Making energy more expensive makes everything more expensive. Those at the margins will find themselves even closer to the edge, while those who thought they were secure find themselves less so. The vouchers and whatnot that were supposed to offset the effects are mostly captured by the same type of rent-seekers and parasites that capture nearly any other form of aid. Widespread unrest and starvation result.
The unwashed masses you speak of, those that are struggling, simply don't use that much 'energy'; or at least the most polluting forms. They live in small flats, eat whatever's in the shop, sit in and watch TV, and walk or get the bus to work.
If they pollute, they do so as a side-effect of misallocation - e.g. food is shipped halfway across the world not because it has to be or should be but because low fossil fuel prices make it viable; electricity has high carbon impact (e.g. UK ~0.3kg/kWh) for historical reasons; etc.
They certainly don't fly about or do anything that has no replacement at present.
A country letting things get become "too expensive" in these silly monetary coupon terms and so everyone starves would be a complete governance failure.
Then again, some countries are currently failed states in that sense; in the UK we don't care if people get enough to eat, we give them some pictures of the queen's face if they jump through a ton of hoops and hope it works out. That likely wouldn't be viable.
Can you elaborate on how you came to the conclusion that global warming == extinction? To discuss the question of what would be "as bad" as global warming, me need to ~agree on what those bad outcomes actually are.
Im skeptical that climate change will ever make humanity extinct. Lead to highly undesirables states, yes, but extinction, no.

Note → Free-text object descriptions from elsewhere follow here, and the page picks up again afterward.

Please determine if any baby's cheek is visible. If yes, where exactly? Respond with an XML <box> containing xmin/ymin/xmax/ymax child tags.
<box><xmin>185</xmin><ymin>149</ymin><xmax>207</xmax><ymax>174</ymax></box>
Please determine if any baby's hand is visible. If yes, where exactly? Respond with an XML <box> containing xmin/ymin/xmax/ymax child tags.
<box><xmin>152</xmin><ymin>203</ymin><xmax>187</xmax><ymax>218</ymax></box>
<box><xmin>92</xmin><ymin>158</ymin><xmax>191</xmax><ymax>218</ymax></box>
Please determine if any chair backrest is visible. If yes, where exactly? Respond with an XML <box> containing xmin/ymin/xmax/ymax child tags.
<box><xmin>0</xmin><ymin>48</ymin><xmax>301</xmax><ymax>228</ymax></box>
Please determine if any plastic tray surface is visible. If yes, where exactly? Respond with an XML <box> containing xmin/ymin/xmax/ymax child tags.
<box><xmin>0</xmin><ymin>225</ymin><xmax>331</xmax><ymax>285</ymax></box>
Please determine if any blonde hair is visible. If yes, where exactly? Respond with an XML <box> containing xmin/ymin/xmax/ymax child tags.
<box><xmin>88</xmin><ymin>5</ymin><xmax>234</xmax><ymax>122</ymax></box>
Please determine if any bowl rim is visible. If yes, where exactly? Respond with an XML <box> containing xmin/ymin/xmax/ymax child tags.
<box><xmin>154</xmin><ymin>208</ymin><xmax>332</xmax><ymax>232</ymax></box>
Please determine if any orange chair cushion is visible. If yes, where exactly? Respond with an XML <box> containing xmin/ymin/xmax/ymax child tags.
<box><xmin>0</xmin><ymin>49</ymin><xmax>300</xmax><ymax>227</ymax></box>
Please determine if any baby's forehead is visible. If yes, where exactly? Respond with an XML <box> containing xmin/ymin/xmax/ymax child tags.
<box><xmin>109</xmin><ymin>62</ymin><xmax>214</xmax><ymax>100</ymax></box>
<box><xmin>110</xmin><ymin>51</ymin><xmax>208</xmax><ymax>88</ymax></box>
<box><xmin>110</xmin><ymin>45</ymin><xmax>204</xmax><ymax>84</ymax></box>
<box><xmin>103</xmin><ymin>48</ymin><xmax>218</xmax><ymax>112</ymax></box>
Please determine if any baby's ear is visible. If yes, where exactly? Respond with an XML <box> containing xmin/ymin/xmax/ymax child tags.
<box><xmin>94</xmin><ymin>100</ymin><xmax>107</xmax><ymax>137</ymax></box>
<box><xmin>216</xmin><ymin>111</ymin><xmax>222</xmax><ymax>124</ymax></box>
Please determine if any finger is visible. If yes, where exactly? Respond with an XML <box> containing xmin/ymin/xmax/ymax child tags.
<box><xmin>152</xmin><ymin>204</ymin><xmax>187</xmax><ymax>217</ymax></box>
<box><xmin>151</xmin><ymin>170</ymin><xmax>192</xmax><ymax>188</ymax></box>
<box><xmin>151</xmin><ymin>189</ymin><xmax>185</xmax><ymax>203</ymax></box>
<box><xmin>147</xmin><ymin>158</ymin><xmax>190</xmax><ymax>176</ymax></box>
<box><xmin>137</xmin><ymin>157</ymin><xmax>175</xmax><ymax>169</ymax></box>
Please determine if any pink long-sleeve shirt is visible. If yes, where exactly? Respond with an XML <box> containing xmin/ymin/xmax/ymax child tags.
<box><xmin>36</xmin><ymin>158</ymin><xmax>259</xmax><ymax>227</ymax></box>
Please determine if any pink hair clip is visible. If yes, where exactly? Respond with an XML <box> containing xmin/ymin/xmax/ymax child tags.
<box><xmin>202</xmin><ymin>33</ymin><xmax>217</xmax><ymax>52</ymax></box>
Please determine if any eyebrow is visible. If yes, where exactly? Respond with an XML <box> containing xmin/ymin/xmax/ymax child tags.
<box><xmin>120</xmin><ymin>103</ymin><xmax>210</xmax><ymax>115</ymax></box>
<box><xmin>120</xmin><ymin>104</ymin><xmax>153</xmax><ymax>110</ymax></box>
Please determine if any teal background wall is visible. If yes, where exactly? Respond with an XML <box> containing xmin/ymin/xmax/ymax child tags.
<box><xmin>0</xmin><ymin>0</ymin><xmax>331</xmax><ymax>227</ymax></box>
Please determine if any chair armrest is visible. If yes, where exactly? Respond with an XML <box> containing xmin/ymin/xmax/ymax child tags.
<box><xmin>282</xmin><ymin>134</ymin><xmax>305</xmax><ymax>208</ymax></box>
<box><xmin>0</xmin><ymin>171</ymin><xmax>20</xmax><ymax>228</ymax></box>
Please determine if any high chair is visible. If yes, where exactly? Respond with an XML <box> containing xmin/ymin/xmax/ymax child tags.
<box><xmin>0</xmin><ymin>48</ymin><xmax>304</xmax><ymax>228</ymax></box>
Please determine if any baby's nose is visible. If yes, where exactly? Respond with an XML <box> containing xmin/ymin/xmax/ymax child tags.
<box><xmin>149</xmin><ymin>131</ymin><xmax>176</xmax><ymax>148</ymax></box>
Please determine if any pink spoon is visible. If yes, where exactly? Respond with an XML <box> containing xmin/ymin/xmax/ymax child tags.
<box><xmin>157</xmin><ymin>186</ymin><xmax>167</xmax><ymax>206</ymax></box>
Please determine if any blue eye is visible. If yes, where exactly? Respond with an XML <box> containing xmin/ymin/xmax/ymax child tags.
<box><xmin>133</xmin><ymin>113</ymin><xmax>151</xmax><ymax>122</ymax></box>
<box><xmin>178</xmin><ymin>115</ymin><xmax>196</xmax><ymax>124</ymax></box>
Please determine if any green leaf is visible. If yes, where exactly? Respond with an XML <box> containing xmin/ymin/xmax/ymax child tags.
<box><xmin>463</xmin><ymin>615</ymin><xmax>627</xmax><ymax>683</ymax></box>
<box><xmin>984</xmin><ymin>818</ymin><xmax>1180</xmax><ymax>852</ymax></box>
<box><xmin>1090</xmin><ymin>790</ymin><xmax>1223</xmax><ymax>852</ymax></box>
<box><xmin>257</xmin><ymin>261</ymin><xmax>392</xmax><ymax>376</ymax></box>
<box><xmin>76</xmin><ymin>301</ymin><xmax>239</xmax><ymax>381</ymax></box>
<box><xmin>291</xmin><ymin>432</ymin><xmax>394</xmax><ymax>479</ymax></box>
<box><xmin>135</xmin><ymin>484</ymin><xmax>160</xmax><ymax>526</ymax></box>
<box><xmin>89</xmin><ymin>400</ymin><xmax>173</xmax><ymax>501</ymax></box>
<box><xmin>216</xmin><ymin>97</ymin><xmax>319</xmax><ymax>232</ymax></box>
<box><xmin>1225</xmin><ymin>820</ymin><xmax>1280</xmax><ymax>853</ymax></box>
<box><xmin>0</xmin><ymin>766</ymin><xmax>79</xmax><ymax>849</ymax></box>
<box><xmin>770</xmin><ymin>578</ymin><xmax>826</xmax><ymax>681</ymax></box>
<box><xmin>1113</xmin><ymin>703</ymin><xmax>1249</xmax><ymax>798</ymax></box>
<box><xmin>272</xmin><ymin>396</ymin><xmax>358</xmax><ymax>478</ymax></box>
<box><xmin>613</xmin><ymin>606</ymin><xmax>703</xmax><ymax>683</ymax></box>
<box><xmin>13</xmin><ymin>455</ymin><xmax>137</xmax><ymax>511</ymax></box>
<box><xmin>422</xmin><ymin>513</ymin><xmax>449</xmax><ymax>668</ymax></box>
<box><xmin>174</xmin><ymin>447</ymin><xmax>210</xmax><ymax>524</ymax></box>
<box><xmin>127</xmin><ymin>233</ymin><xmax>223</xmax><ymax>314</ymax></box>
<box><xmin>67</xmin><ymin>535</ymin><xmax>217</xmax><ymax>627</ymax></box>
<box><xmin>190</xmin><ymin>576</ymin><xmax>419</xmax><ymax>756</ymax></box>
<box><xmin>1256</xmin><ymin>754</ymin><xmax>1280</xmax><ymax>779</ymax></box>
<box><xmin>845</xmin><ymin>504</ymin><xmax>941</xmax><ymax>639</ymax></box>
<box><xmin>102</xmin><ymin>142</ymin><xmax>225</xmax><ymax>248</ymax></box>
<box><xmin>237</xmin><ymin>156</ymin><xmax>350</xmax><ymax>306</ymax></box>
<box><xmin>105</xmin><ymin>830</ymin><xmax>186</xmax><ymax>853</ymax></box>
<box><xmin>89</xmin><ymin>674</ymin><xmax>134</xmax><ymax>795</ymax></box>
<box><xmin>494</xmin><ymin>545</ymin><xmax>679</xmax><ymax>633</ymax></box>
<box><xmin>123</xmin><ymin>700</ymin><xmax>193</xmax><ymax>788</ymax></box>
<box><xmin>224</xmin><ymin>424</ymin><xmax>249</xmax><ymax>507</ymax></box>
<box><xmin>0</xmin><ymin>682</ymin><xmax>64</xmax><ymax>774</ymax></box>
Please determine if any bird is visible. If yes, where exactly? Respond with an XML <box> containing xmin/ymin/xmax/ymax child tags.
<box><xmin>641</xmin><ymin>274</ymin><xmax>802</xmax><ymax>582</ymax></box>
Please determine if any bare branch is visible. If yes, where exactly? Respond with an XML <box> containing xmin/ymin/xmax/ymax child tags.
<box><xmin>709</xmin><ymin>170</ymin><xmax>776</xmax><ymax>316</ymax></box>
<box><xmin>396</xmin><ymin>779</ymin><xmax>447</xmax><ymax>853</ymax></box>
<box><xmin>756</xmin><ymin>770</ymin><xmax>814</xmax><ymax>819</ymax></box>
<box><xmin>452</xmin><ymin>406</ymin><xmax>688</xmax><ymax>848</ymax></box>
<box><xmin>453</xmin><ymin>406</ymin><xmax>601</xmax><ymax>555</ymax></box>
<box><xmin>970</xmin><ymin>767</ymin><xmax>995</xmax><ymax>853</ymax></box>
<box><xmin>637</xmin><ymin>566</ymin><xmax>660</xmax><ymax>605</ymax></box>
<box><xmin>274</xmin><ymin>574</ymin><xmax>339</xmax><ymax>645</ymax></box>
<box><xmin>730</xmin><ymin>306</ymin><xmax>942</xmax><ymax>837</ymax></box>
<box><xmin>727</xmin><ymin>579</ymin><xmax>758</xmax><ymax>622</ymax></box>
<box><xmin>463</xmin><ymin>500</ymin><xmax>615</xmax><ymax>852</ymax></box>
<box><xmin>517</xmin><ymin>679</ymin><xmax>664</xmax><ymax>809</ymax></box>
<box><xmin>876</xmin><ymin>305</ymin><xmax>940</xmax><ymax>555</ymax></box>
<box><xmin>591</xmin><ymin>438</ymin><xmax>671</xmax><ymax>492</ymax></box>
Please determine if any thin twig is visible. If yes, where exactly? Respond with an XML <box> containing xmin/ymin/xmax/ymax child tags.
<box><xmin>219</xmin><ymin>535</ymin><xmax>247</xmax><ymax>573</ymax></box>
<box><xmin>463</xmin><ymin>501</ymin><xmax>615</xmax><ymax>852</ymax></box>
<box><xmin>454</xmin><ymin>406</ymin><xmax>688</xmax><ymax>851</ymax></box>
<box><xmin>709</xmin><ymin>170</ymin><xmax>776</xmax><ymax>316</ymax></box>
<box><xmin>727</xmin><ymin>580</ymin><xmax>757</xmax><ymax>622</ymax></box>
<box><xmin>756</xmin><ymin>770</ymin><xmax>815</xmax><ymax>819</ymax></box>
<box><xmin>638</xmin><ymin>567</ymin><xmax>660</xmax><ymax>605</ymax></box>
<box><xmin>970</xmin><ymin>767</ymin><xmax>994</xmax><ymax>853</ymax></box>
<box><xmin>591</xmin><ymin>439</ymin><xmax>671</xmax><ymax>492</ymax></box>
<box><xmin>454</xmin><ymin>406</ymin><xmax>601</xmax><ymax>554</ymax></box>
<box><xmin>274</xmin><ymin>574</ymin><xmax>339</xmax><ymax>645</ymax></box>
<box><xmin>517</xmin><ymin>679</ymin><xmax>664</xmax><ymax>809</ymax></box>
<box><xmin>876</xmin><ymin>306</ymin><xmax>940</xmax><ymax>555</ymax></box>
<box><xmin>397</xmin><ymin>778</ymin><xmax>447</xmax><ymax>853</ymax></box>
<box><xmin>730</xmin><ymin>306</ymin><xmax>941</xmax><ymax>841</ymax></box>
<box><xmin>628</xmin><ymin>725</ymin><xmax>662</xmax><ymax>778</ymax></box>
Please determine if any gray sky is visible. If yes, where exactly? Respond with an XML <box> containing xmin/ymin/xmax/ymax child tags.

I've been what many would call a climate change alarmist for a couple of decades now.
I think it's also quite unlikely that climate change, or even results from it, will make humans extinct. Even if climate change triggers some kind of global thermonuclear war, which I think is a small possibility, I'm pretty convinced that humans are here to stay.
Maybe not many of us, but some.
In my opinion, extinction isn't the main worry. Collapse of civilization should be what we're trying to avoid. And that is a real possibility I think.
Thank you. Regardless if I can follow you to "collapse of civilization" being a likely consequence or not, this is a step in the direction of a nuanced discussion.
(As an aside, Im not convinced humans are here to stay, but for very different reasons.)